Chapitre 20 : la contradiction
La contradiction qui est au cœur du positionnement de Moïse est révélée par la grogne de la bande de Koré et fera tragédie au cœur de l’homme qui aura assumé la fonction de chef pour son peuple de l’Egypte aux portes de Canaan. Aaron, Myriam et Moïse mourront dans les dernières pérégrinations de la colonne des migrants jusqu’à l’occupation de la terre promise, s’y sédentarisant. C’est Josué, le fidèle des fidèles, qui reprendra le flambeau et entrera en Palestine. La contradiction tient à l’interprétation du pacte dans un sens qui reconnait à tout un chacun des membres de la troupe le même droit et devoir de prendre en charge le projet divin. MoÏse forge l’esprit d’un peuple dans l’esprit de YHVH tel qu’il le comprend.

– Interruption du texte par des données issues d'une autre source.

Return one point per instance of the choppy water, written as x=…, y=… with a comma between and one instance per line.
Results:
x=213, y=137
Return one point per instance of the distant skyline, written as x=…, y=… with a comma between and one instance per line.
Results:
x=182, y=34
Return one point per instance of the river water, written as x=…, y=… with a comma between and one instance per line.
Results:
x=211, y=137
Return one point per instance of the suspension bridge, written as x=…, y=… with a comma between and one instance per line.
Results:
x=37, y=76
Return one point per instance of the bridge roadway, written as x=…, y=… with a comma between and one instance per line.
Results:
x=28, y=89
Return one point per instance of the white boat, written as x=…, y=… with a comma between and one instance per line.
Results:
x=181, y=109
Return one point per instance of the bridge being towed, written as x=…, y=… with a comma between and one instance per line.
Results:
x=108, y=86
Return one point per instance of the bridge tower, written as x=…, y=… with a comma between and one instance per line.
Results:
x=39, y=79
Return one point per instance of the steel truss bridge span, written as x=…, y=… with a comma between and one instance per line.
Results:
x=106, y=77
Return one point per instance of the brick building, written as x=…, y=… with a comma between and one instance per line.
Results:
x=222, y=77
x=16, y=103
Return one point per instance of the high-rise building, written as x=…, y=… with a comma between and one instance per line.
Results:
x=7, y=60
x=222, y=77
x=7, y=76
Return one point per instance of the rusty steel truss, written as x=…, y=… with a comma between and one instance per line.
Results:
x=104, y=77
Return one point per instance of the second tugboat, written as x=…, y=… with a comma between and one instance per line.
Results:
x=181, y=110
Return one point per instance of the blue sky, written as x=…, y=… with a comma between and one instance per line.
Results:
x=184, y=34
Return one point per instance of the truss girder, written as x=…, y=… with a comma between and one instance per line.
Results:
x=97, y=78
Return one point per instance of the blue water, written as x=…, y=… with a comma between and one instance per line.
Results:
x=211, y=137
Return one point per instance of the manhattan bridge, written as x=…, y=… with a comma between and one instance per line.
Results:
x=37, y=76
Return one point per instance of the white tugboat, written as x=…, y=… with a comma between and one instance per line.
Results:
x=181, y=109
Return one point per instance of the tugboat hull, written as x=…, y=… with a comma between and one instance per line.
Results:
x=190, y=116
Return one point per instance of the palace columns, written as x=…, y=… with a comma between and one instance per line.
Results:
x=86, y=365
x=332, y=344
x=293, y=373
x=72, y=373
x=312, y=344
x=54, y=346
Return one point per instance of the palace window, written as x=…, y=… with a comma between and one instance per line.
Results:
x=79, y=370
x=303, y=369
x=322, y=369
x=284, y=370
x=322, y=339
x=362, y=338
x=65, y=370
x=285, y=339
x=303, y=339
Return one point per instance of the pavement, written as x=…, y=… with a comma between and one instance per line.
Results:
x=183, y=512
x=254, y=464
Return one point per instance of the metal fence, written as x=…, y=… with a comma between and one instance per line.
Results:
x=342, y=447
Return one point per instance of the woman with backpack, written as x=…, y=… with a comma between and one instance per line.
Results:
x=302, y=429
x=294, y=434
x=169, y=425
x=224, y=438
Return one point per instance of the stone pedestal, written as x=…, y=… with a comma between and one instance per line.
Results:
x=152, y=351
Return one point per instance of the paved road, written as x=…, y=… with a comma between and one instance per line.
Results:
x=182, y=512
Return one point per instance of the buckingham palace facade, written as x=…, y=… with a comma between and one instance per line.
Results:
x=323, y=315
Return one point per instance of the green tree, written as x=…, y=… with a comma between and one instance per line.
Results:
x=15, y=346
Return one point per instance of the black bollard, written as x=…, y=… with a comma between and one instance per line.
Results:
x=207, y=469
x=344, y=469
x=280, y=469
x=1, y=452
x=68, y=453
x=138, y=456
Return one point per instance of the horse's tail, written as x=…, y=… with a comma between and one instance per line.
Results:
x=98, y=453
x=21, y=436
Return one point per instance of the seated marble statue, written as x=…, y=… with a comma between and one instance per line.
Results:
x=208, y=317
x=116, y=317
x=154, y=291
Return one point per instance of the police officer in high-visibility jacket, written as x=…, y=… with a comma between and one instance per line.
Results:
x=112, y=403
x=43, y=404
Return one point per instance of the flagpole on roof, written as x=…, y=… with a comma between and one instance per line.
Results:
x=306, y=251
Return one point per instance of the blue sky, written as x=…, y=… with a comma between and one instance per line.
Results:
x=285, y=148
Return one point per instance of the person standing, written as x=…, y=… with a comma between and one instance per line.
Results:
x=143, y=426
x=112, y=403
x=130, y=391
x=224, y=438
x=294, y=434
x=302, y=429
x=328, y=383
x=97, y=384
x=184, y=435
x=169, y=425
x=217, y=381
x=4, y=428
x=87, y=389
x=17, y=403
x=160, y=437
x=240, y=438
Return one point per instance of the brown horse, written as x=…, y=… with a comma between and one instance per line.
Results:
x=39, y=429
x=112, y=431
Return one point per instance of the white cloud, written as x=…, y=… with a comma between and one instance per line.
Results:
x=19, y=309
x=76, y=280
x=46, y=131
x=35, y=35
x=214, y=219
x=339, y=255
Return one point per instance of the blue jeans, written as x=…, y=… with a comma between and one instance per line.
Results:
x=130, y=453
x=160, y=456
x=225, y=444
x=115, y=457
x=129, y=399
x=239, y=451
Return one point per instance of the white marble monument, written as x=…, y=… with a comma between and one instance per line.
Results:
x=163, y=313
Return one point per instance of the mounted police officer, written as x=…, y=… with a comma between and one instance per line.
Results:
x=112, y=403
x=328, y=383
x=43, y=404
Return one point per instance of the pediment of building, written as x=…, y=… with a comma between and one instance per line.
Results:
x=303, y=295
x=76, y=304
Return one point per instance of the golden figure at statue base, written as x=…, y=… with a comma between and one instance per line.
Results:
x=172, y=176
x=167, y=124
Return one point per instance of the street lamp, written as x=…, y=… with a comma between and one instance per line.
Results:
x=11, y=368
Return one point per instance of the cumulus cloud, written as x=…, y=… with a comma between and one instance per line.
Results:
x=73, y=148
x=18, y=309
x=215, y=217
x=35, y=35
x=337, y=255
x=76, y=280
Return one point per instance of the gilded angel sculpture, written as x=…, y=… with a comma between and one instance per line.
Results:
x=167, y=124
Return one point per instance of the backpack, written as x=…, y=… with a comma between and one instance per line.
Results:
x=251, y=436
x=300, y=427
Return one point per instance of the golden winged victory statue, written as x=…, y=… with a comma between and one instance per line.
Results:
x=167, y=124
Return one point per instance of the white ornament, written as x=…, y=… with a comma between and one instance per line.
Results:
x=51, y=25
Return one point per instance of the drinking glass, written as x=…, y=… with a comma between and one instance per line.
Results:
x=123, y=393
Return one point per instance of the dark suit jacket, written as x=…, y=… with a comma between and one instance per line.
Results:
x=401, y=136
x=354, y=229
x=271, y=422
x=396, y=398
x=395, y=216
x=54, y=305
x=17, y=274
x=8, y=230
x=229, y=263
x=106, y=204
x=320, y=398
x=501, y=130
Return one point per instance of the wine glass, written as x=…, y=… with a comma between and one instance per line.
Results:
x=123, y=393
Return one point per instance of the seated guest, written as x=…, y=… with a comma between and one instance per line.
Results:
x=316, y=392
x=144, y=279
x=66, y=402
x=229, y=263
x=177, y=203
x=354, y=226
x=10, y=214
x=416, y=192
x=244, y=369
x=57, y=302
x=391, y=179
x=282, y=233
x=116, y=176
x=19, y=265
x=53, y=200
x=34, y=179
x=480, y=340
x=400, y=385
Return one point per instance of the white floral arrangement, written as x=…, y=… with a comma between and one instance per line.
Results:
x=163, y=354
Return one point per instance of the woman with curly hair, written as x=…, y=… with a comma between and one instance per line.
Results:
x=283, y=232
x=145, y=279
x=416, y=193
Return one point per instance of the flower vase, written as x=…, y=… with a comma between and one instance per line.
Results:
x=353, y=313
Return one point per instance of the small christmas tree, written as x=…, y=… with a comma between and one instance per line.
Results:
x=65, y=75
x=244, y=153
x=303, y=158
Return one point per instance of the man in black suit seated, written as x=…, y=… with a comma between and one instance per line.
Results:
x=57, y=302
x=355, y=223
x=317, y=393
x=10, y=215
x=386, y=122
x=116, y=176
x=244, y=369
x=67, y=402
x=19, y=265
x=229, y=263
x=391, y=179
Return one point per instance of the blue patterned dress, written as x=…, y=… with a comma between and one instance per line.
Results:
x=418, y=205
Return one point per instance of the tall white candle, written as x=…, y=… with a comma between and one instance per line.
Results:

En biaisant cette lecture depuis le désir viscéral de tout bédouin de refuser toute position à part, qu’elle soit celle de chef ou de prêtre, la bande de Koré veut imposer son point de vue, aussi valable qu’un autre. En cela ils rejoignent une intuition de Moïse mais ce dernier sent aussi là où elle a faux, car la manœuvre est de supplanter la volonté divine par la volonté du peuple et plus exactement d’une faction de celui-ci. La résolution de la contradiction épuise Moïse qui aux yeux de YHVH apparait lui-même comme trop récalcitrant. Revers d’une personnalité pure, entièrement engagée au service de la cause, et dont les épreuves ont trempé le caractère en y accentuant les traits négatifs autant que positifs. Quoiqu’il en soit une nouvelle suite se dessine et le projet sera repris envers et contre ce peuple à la nuque raide. Le livre de Buber se conclut par deux appendices (intitulés Baal et La Fin) qui n’apportent que des détails au regard de la visée de Buber quand il entreprit son livre : dégager la figure historique de MoÏse. Et il y est parfaitement arrivé.